What is Acupuncture and how does it work?

Traditional Chinese Veterinary Medicine (TCVM) theory holds that Qi- the body’s vital energy-flows throughout the body along energy channels called meridians. Each meridian is associated with a specific internal organ and reflects the physiological and pathological conditions of that organ. The meridians connect the exterior of the pet’s body with the interior. Imbalances in these meridians are disharmonies of the body, which can lead to disease if not corrected. Acupuncture uses needles to clear meridian pathways for Qi flow. As Qi moves freely, the body seeks balance, or homeostasis. Needles placed in these points enhance blood circulation, nervous system stimulation, and the release of anti-inflammatory and pain relieving hormones. Our veterinarian has successfully treated a multitude of diseases and conditions in dogs and cats using acupuncture.

What can I expect with a TCVM appointment?

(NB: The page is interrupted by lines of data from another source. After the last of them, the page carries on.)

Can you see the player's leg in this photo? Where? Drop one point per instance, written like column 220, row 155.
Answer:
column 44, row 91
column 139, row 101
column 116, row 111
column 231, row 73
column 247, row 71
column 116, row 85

Your pet will receive their first acupuncture treatment during an initial hour long TVCM Consultation exam with the veterinarian. A TCVM treatment plan (including acupuncture protocol) will be formulated based on exam findings. A customized food therapy plan and herbal supplements will also be created for your dog or cat. A typical acupuncture treatment lasts 15-20 minutes. Stimulation of an individual acupoint can take as little as a few seconds or can last up to 60 minutes depending on the technique used and the condition treated. Types of acupuncture include acupressure, standard acupuncture, aqua-acupuncture, electro-acupuncture and moxibustion. The mode of treatment will be explained during your consultation and determined by the veterinarian based on individual patient patterns and diagnosis. Typically, most animals need acupuncture sessions at least once weekly for 4-6 treatments as a minimum.

Does Acupuncture hurt?

No. In fact, most dogs and cats pay little or no attention to the needles being placed. Often times pets get sleepy during treatment, especially during electro acupuncture treatment. Initially the animal may react to the stimulation of the needle, especially at the first acupuncture session because it is a foreign sensation. Each additional acupuncture session seems to be more and more accepted by the patient, with less discomfort each time.

What is Food Therapy?

Food, air and water are essential for all life. In TCVM, energy (or Qi) is derived from these essential compounds. Consumption of bad food, air and water eventually lead to poor body functions which result in alterations of health, organ damage, decreased or deficient Qi, and invasion of external pathogens such as bacteria. Eating the wrong foods can lead to alterations in health by upsetting the energy balance and leading to stagnation of the body’s normal flow of Qi. For these reasons, eating the appropriate foods can help maintain balance and can even restore health. Food therapy is the use of diet to treat and prevent imbalances within the body. The veterinarian utilizes knowledge of the energy of food ingredients to tailor diets for individual pets.

What is Herbal Therapy?

Herbal Therapy is the use of natural herbal combinations or formulas to treat particular disease patterns. Herbal formulas are administered orally and are typically given in powder, tea pills or capsule forms. These formulas complement the use of food therapy and acupuncture for patients.

What is Integrative Medicine?

The use of both western (traditional) and eastern (Chinese) veterinary medicine is called Integrative medicine. By integrating western and TCVM approaches, a veterinarian can achieve a more thorough evaluation of a pet’s entire body to appropriately suggest the most effective combination of prevention and treatment.